Die soziale Mischung fördern
Weil in Köln zu wenig bezahlbare Wohnungen gebaut werden, werden Menschen mit weniger Einkommen aus vielen Vierteln verdrängt. Darunter leiden nicht nur die Betroffenen. Diese Entwicklung wird die ganze Stadt verändern, wenn nicht endlich dagegen gehalten wird. Überall muss preiswerter Wohnraum entstehen – vor allem dort, wo die so genannte Gentrifizierung auf Hochtouren läuft oder das massive Auslaufen der Sozialbindung von Wohnungen bevorsteht. Die Anzahl geförderter Mietwohnungen ist in den vergangenen 20 Jahren von rund 100.000 auf knapp 38.000 gesunken – und Politik und Verwaltung haben mehr oder weniger tatenlos zugesehen und in falschem Glauben auf den freien Markt gesetzt. Beim viel zu späten Gegensteuern fehlt es immer noch an Kraft und vor allem Tempo. Es muss gebaut werden! Neben der 30-Prozent-Quote für den sozialen Wohnungsbau braucht es auch eine Quote für Menschen, die auf dem knappen Markt überhaupt keine Chance mehr haben. Außerdem muss die Stadt überall dort die Mischung schützen, wo sie noch lebendig ist – mit Milieuschutzsatzungen und anderen Eingriffen in den Markt. Mit Förderprogrammen, zum Beispiel für studentisches Wohnen oder Existenzgründer, lassen sich auch in sozial benachteiligten Vierteln neue belebende Akzente zugunsten von mehr Mischung setzen. Sozial gemischte Viertel befördern das Miteinander, die soziale Kontrolle und die Solidarität.
KVB billiger machen
Mobilität ist ein zentraler Schlüssel für Teilhabe. Bahn und Bus sind in Köln und im Verkehrsverbund schlicht und einfach zu teuer. Wider jede Vernunft – egal, ob man über Klima- oder Umweltschutz, Verkehrspolitik und Stauvermeidung – Bevölkerungswachstum oder eben auch soziale Teilhabe nachdenkt – wird der Verkehrsverbund zum 1. Januar wieder die Preise erhöhen. Das Gegenteil wäre richtig.
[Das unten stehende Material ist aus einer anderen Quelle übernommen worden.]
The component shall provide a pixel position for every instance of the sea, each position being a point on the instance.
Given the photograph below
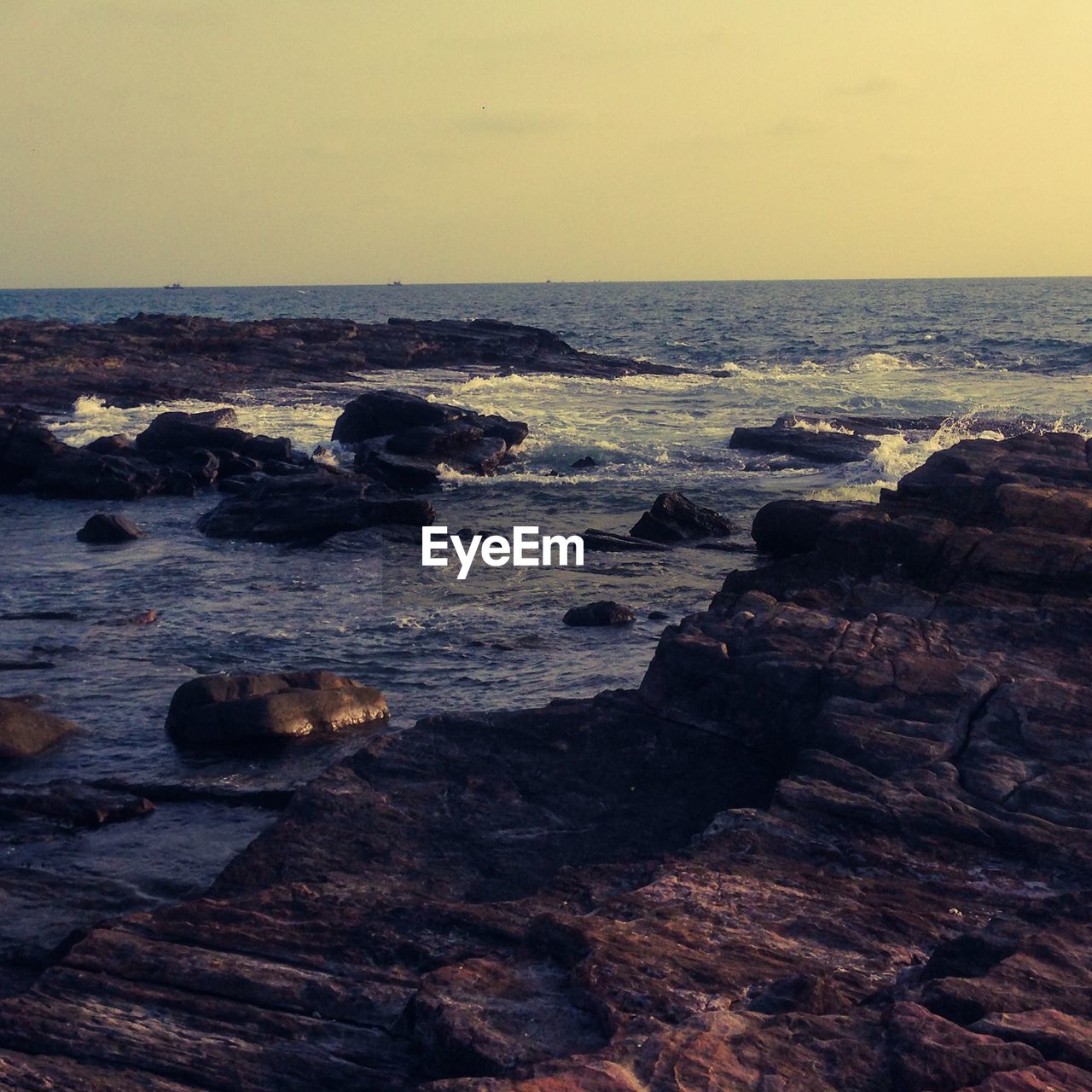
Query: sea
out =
(984, 356)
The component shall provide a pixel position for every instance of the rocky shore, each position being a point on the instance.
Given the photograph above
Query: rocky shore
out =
(46, 366)
(838, 839)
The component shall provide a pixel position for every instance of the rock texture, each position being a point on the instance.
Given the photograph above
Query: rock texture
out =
(309, 509)
(245, 710)
(603, 613)
(164, 357)
(839, 841)
(404, 440)
(105, 527)
(829, 445)
(26, 730)
(675, 519)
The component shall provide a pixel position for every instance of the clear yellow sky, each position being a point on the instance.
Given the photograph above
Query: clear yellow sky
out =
(356, 141)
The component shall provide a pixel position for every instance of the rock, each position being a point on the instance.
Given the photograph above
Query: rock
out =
(182, 432)
(611, 543)
(839, 839)
(784, 527)
(109, 527)
(26, 730)
(603, 613)
(308, 509)
(826, 447)
(116, 444)
(404, 440)
(229, 711)
(148, 358)
(69, 805)
(383, 413)
(674, 519)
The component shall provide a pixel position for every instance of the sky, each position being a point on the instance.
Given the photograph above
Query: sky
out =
(362, 141)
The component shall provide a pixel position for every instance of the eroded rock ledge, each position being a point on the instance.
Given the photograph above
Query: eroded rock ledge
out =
(46, 365)
(839, 839)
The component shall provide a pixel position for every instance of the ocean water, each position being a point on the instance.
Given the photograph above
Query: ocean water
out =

Sozialraumkoordination ausbauen
Die Idee, mit vor Ort tätigen Menschen die Kräfte eines Stadtteils zu aktivieren und zu stärken, ist großartig. Das, was die Stadt etwas hölzern „Sozialraumkoordination“ nennt, muss ausgebaut werden. Bislang gibt es nur elf Sozialraumgebiete, in denen die Veedelsmanager vernetzen, beraten, Neues initiieren und Partizipation fördern. Das brauchen alle Veedel!
Das läuft bereits
In den Bereichen der klassischen Sozial- und Jugendhilfepolitik läuft in Köln vieles recht erfolgreich: Das Programm Lebenswerte Veedel inklusive Sozialraummanagement, Projekte für Langzeitarbeitslose und Flüchtlinge, die Arbeit in den Bürgerzentren, die Angebote im Offenen Ganztag der Grundschulen, Aktionen in Kitas, der Gefährdungsmeldungs-Sofort-Dienst für Kinder in Not, vielfältigste Beratungsangebote, Senioren-Netzwerke und vieles mehr. Die Liste ließe sich lange fortsetzen. Zaghafter sind die Versuche, den Umgang mit den Folgen von Armut als Querschnittsaufgabe der Stadtentwicklungspolitik zu begreifen. Der Köln-Pass verhilft nicht nur zu Ermäßigungen bei Eintrittspreisen, er garantiert auch günstigere Tarife bei Bahnen und Bussen. Ihn beantragen können nicht nur Hartz-IV-Betroffene, sondern auch Menschen, die ein Einkommen beziehen, das bis zu 30 Prozent über der Sozialhilfe oder dem Hartz-IV-Satz liegt. Damit profitieren nicht nur Arbeitslose.